Still, I can’t deny how impressive the finished result usually is, and when I see kids marching out onto the athletic field in perfect unison, waving their team flags and yelling battle cries at the opposing team, I can’t help but think, “…damn, that’s pretty cool.”
Of course, I’m only looking at it from an outsider’s perspective. I never had to spend the grueling hours put into the perfection, and not everyone who participated looks back on them with fond memories.
500 Japanese adults were recently surveyed and asked “What school event in elementary school did you hate the most?” Here’s their ranking:
- School Trip (37 people)
- Culture Festival (38 people)
- Mountain Climbing (39 people)
- Entrance Ceremony (42 people)
- Graduation Ceremony (44 people)
- Music Festival (62 people)
- Emergency Drills (87 people)
- Parent Observation Classes (117 people)
The third most disliked event was the Parent Observation Classes, where parents and guardians come and watch lessons at school. While most other events on this list happen only once a year, Parent Observation can happen multiple times throughout the year, depending on the school.
”I always felt uncomfortable when my parents came to school. It was like my home life mixing with my school life.”
“I’m pretty sure my teacher hated Parent Days, too.”
“I remember one day, my mom had to work on a Parent Day and couldn’t come. I was so relieved!”
9 Sports Day (180 people)
▼ Hours and hours go into practicing for perfect formations like this.
Despite my earlier remarks that sports day in Japan is an event you don’t want to miss, it takes the second spot in the most disliked school event, with many respondents having negative memories of the day.
“I was never good at sports, so I hated everything related to sports day.”

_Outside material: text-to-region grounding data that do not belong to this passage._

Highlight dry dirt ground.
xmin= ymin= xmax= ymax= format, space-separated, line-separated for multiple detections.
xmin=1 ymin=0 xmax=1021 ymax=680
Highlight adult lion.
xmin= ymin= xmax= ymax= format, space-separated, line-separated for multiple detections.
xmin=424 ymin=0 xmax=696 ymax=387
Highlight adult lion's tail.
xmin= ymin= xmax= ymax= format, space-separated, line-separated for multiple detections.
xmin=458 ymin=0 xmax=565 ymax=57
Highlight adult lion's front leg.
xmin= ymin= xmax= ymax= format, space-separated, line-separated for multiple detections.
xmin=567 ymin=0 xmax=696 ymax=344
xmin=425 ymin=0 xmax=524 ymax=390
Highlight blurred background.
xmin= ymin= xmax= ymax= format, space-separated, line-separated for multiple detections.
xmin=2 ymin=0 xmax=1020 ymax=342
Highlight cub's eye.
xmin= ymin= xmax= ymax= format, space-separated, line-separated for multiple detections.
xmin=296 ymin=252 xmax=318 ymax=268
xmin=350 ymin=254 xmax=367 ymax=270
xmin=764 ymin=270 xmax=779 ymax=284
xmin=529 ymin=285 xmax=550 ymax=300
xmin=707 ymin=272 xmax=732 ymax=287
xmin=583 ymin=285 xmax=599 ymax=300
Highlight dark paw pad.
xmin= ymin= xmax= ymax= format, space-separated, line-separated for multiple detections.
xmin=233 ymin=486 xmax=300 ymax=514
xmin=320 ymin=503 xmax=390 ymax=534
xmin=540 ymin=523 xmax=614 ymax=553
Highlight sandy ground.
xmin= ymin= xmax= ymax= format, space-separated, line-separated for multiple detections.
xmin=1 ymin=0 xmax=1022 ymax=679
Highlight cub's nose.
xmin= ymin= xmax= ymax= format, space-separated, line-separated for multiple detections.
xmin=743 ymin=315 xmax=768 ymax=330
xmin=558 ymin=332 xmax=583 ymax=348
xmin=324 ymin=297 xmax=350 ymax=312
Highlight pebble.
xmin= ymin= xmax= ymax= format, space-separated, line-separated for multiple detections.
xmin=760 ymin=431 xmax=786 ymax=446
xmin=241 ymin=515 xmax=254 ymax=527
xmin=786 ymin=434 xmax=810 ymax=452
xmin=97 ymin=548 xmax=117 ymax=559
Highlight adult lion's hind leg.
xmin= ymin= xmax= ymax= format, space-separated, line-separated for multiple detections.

“The team captains would yell at us if we made even a small mistake. I hated it.”
“I always got blamed when we lost the relay race.”
“Sports day was the chance for the kids who weren’t so academically gifted to show off.”
10 Marathon (210 people)
Overwhelmingly taking the top spot in the rankings was the school marathon. While each school’s take on the misleadingly named marathon event may vary, students can be expected to run for as far as 4 kilometers (2.5 miles).
Some elementary schools use morning break times as a training session, seeing students run laps around the race track in the playground. At some schools, the main event has students running around the local neighborhood. Each student gets told their rank, but emphasis is usually on improving your rank from a previous year as opposed to being the best. Still, for students who are slow, it can potentially be a humiliating experience.
“It was really embarrassing when we ran outside of the school, when people in my neighborhood were cheering us on.”
“Even people who were good at sports hated practicing for the marathon, especially long distance runs and when there was a strong wind.”
“I can’t believe our school had the marathon in winter. So stupid.”
Did you have any of these events at your elementary school? As someone who struggles to run for the bus without getting out of breath, I’m glad our school forwent any kind of marathon event. And while Japanese sports days are much cooler than the three legged races we had at my school, I’m kind of thankful I missed out on some of the crazier events.